Die Hirschpopulation im Harz ist größer als die Hälfte der Umweltkapazität. Darunter versteht man diejenige Zahl an Hirschen, die der Harz ernähren kann. Die Population befindet sich im oberen Teil der Wachstumsphase oder am Anfang der Stabilisierungsphase (siehe Ist die Einstellung der Jagd …, S. 18). Die Abschüsse halten den Hirschbestand produktiv: Die Hirschpopulation stabilisiert sich nicht, sondern wird zurückversetzt in die Phase des exponentiellen Wachstums: “Jagd drückt produktive Bestände immer wieder in die Wachstumsphase.” (ebd.) Die Hirsche bekommen wieder mehr Nachwuchs als in der Stabilisierungsphase. So werden die Abschüsse im Harz nicht nur kompensiert, sondern sogar überkompensiert: 2011 gibt es 5.000 Hirsche, 1.859 werden geschossen, 2012 gibt es 6.000 Hirsche usw. usf. Der Harz wird zur “Wildzuchtanlage für einen priveligierten Freizeitspaß” und zur “Schießbude der Jäger” (Frank Wittig, Kritik an der Jagd).
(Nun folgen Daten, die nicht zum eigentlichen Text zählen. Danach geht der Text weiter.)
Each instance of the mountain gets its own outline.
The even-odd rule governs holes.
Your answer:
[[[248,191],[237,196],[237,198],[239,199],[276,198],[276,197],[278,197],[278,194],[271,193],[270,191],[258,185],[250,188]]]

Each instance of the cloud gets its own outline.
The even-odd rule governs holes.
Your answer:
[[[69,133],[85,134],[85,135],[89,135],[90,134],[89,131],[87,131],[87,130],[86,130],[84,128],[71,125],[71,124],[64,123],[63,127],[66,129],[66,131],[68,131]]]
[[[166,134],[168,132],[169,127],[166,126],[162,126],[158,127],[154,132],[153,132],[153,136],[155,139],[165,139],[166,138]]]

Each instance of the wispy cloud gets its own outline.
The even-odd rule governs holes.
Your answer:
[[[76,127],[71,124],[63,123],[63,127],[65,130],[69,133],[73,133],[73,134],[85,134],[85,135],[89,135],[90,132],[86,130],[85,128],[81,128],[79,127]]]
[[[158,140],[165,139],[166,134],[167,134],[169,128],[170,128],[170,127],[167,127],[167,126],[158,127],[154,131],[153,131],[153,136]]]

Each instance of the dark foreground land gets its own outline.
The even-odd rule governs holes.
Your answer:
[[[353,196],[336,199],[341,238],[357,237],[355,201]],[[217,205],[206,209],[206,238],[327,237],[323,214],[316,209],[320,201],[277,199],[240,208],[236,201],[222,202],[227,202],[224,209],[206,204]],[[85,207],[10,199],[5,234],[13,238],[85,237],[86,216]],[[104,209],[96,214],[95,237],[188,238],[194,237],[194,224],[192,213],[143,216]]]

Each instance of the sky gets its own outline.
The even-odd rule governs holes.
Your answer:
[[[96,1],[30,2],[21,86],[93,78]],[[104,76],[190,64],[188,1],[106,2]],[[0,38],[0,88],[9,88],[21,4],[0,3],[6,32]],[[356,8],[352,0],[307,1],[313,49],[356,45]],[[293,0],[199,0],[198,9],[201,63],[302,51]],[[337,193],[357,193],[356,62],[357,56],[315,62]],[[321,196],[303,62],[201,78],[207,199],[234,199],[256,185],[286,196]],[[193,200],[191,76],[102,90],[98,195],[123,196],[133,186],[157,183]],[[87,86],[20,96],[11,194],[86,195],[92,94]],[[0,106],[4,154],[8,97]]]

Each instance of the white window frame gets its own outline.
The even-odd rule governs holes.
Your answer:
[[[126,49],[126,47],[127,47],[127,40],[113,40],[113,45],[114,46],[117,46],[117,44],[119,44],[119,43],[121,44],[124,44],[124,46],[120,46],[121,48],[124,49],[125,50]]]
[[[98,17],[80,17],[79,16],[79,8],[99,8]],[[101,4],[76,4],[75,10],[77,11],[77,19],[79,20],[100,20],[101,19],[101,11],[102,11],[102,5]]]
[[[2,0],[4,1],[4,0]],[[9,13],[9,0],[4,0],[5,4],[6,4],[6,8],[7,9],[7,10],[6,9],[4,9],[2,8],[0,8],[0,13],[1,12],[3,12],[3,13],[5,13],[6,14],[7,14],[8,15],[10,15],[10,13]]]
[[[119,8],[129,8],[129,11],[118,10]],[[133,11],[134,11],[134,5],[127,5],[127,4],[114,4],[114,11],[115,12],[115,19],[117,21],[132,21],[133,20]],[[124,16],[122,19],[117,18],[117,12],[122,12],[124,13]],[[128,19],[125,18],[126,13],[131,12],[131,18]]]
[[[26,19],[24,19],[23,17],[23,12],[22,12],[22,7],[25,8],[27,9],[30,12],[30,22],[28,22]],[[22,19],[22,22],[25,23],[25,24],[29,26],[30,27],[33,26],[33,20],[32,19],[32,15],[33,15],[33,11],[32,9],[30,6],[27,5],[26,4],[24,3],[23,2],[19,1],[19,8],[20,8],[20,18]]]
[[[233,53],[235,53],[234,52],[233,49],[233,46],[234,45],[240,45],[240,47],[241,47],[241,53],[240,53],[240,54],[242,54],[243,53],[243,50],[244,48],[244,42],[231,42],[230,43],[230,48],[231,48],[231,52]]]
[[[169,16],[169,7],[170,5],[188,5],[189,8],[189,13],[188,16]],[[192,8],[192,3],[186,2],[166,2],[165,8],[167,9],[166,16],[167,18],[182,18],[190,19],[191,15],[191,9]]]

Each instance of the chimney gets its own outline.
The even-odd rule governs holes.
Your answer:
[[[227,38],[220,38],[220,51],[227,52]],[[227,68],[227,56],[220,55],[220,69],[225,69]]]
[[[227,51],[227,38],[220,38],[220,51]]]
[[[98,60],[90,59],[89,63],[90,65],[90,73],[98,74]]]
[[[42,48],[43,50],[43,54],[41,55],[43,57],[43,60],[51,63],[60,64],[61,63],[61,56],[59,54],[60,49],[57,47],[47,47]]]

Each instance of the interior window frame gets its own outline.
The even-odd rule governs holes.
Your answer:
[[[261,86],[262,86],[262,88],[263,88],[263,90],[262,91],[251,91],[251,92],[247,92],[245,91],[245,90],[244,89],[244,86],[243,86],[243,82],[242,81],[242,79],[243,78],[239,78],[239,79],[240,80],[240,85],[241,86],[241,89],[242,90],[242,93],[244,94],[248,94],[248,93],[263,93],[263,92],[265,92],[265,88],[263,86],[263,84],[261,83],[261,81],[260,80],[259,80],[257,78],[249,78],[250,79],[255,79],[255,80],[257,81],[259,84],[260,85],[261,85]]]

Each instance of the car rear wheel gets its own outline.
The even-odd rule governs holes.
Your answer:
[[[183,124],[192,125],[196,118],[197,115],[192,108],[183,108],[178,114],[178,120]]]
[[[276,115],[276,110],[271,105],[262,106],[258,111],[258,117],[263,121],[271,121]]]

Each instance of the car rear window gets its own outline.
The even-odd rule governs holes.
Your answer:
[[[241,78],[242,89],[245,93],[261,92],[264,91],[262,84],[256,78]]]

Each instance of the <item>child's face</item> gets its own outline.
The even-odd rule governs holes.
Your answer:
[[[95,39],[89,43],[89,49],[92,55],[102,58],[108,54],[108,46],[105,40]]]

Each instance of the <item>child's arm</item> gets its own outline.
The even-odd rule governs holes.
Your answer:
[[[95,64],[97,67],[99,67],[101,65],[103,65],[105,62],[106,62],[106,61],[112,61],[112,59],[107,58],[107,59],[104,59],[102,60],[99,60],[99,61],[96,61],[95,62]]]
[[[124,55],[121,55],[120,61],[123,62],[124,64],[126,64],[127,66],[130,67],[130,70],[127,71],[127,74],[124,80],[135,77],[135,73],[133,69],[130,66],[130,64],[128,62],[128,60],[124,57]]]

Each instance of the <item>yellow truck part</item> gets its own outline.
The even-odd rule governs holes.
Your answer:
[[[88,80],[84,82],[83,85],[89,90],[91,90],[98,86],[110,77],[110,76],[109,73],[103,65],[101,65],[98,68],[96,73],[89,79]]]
Reichholf fordert die Abschaffung der Jagd. Sie aber allein im Nationalpark Harz abzuschaffen, wie einige Tierschützer das wollen, würde den Verbissdruck nicht lindern. Im Gegenteil: Alle Rothirsche aus den umliegenden Gebieten würden sich in den sicheren Nationalpark zurückziehen und die Naturverjüngung auf den Lichtungen noch mehr verbeissen als ohnehin schon. Einzige Veränderung: Sie würden es jetzt tagsüber machen und ohne Scheu vor den Menschen. Förster Peter Wohlleben fordert deswegen ein landesweites Verbot der Jagd (siehe die ZDF-Dokumentation von Bernd Welz vom 19.1.2014: Jäger in der Falle).

Zur Kritik an der Jagd empfehle ich das Buch von Claus-Peter Lieckfeld, Tatort Wald – Georg Meister und sein Kampf für unsere Wälder, Frankfurt a. M. 2012.